Ugandan president, Yoweri Museveni, who has been in power for 28 years, yesterday dissed Nigerian president Goodluck Jonthan and presidents of other African countries, saying he would not give up on protecting his people and his country.

“I have never called the United Nations to guard your security. Me, Yoweri Museveni to say that I have failed to protect my people and I call in the UN….I would rather hang myself. We prioritized national security by developing a strong army otherwise our Uganda would be like DRC, South Sudan, Somalia or Nigeria where militias have disappeared with school children," #Nyamilepedia quoted him as saying.

"It would be a vote of no confidence to our country and citizens if we can’t guarantee our security, what kind of persons would we be?” Museveni said.

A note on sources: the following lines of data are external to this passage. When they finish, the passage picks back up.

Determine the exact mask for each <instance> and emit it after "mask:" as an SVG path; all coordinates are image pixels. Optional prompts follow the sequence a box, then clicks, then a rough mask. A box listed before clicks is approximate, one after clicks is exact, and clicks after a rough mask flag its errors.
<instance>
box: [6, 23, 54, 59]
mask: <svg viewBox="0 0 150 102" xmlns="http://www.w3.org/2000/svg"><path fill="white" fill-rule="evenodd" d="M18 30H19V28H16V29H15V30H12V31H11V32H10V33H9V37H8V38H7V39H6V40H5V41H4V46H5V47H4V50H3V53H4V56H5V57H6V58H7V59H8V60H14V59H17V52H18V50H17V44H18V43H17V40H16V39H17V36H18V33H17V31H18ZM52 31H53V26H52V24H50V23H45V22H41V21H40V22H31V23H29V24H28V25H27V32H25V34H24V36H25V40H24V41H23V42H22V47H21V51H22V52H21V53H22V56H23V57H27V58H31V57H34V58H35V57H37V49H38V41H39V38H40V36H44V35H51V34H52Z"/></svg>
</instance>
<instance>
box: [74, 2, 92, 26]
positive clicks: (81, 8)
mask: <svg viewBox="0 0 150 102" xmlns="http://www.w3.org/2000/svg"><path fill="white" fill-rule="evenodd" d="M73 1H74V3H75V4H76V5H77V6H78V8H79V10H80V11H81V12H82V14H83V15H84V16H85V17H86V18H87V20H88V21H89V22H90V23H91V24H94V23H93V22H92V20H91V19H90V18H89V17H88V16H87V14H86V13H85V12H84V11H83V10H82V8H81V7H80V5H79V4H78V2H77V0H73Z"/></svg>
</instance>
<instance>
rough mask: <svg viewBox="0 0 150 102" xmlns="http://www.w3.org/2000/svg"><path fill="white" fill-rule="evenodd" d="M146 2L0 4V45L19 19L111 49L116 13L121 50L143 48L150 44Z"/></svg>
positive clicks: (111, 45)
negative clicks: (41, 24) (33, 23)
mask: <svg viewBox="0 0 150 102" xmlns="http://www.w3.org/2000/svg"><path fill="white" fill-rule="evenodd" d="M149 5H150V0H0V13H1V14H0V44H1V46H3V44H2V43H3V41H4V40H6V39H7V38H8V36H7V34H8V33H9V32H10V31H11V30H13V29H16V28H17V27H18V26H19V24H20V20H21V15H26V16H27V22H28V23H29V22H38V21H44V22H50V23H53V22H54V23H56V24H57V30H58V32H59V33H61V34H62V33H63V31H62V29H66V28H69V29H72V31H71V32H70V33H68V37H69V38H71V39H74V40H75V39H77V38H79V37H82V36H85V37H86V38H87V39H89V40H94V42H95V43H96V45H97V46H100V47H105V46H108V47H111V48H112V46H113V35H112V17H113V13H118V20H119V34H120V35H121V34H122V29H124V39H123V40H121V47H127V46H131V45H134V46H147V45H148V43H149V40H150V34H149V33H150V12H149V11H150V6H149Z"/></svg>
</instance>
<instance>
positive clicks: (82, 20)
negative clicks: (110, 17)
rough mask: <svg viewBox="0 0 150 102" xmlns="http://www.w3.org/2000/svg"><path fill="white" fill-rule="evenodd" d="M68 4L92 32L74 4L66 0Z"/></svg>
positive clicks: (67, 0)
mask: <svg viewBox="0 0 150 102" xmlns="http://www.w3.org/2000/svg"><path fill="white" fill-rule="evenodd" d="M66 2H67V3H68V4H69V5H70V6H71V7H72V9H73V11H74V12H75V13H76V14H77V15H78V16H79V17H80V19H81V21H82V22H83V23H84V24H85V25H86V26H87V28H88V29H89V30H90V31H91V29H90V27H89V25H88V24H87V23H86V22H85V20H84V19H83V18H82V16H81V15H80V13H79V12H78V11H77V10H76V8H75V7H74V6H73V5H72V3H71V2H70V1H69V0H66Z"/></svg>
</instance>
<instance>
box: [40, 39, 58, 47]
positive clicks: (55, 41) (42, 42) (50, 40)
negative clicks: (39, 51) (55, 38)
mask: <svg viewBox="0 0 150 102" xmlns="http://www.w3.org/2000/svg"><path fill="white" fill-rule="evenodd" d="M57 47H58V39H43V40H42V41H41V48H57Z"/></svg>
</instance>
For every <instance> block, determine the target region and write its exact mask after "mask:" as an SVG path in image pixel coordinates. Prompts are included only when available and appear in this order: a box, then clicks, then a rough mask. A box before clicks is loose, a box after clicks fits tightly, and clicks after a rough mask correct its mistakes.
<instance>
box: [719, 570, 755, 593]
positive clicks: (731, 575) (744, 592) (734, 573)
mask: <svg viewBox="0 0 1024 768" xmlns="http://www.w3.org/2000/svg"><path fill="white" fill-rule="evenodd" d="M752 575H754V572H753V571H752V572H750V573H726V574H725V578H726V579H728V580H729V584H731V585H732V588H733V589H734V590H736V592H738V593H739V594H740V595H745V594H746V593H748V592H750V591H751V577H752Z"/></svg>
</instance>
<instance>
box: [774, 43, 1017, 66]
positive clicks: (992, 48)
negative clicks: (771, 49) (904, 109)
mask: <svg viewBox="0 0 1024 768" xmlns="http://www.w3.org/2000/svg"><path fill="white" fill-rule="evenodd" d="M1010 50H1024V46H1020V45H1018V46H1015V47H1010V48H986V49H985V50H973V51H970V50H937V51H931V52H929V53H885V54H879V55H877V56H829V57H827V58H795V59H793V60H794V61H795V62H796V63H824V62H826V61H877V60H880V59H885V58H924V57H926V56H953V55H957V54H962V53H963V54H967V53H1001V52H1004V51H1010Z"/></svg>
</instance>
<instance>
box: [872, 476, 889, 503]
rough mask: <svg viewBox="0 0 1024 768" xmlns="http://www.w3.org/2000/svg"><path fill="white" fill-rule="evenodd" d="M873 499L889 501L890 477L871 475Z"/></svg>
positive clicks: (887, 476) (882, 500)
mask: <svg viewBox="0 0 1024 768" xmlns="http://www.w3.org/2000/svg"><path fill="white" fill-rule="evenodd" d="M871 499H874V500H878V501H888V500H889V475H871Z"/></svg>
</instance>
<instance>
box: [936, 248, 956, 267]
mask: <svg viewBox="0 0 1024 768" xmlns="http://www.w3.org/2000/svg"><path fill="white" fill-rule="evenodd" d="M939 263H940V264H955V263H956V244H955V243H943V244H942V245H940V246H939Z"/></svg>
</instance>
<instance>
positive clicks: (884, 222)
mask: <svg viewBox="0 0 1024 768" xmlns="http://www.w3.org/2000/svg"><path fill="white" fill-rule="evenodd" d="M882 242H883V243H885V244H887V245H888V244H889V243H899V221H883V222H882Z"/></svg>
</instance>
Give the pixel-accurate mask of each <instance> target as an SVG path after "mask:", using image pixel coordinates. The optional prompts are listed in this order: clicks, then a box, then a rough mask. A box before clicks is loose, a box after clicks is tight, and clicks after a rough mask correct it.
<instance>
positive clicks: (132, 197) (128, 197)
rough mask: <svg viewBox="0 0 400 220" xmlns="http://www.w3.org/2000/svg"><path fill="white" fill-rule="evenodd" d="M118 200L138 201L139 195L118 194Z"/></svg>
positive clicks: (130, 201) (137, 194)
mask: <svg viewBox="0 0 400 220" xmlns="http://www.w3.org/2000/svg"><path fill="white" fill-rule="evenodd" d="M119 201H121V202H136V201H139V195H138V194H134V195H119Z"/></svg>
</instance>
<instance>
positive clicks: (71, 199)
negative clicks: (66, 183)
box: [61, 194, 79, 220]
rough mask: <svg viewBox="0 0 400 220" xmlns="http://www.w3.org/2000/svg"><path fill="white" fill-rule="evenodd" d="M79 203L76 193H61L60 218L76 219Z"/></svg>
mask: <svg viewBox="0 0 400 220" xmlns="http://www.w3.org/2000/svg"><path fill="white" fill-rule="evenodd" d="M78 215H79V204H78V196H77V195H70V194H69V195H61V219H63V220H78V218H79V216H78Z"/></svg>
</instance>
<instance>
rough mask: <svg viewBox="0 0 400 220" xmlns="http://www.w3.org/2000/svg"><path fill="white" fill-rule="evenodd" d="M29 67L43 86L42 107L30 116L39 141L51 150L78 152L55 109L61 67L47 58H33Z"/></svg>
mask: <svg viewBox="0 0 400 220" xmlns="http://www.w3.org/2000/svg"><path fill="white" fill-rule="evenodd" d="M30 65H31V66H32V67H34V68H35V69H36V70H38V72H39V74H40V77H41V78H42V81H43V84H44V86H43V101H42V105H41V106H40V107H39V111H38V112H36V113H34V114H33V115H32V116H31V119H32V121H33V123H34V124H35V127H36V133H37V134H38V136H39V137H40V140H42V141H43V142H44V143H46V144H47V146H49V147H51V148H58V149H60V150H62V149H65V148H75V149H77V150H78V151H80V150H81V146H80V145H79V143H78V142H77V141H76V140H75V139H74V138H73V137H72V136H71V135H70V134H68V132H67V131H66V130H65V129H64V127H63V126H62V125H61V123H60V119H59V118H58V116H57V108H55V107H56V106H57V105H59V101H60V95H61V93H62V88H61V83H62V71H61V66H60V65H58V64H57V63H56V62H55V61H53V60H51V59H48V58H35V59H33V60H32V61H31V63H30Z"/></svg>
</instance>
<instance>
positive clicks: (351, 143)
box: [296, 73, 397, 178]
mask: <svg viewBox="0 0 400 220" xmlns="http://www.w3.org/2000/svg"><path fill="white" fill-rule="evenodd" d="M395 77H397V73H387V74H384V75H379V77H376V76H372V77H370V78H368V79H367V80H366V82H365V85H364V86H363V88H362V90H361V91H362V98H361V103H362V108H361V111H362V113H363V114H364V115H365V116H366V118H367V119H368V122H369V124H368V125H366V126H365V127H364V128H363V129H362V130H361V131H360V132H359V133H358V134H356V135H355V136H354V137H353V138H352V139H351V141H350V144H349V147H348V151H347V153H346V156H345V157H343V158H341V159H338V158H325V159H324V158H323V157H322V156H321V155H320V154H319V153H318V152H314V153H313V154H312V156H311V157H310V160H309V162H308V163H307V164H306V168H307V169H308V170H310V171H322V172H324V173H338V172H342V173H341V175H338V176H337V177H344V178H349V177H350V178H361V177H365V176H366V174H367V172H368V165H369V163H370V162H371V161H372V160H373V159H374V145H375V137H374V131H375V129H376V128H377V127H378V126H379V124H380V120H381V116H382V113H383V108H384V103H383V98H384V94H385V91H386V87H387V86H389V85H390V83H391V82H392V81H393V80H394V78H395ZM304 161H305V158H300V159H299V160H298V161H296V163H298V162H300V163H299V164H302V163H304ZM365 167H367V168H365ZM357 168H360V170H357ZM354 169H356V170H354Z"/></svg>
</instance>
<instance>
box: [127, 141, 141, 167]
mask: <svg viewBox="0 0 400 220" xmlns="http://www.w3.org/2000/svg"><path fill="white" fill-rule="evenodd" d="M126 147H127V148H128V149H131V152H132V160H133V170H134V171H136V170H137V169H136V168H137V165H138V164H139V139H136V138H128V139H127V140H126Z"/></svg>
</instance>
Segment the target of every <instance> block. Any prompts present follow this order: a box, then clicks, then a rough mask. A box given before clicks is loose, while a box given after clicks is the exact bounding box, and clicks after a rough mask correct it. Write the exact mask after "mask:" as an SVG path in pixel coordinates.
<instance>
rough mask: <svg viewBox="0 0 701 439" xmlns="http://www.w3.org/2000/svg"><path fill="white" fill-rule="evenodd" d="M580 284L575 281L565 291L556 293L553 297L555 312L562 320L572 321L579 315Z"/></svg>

#MuseveniYoweri #GoodluckJonathan #BokoHaram #Uganda #Nigeria


----------



## abujagirl (May 22, 2014)

uhm...okay


----------



## Vunderkind (May 23, 2014)

He should go and sit down.


----------



## LequteMan (May 23, 2014)

Vunderkind said:


> He should go and sit down.


Abi. His country would've been wiped out by now if it had insurgents like Boko Haram.


----------



## Vunderkind (May 23, 2014)

The African Pride Syndrome, where we have an exaggerated sense of independence when we have nothing tangible to show for it. It's alright to brag and talk big on TV, but when push comes to shove, as it did for Jonathan, we'll discover all we have are a big mouth and remarkably little hands.


----------



## Ado Musa (May 23, 2014)

Truth is bitter. Giant of Africa is being taunted by a small group of miscreants. Unless sentiment, be It religious, ethnic or what ever is cast aside, Nigeria will continue to degenerate. National interest must hold sway.


----------



## LequteMan (May 23, 2014)

Ado Musa said:


> Truth is bitter. Giant of Africa is being taunted by a small group of miscreants. Unless sentiment, be It religious, ethnic or what ever is cast aside, Nigeria will continue to degenerate. National interest must hold sway.



Wouldn't it be better if we break up? Because its only going to get worse.


----------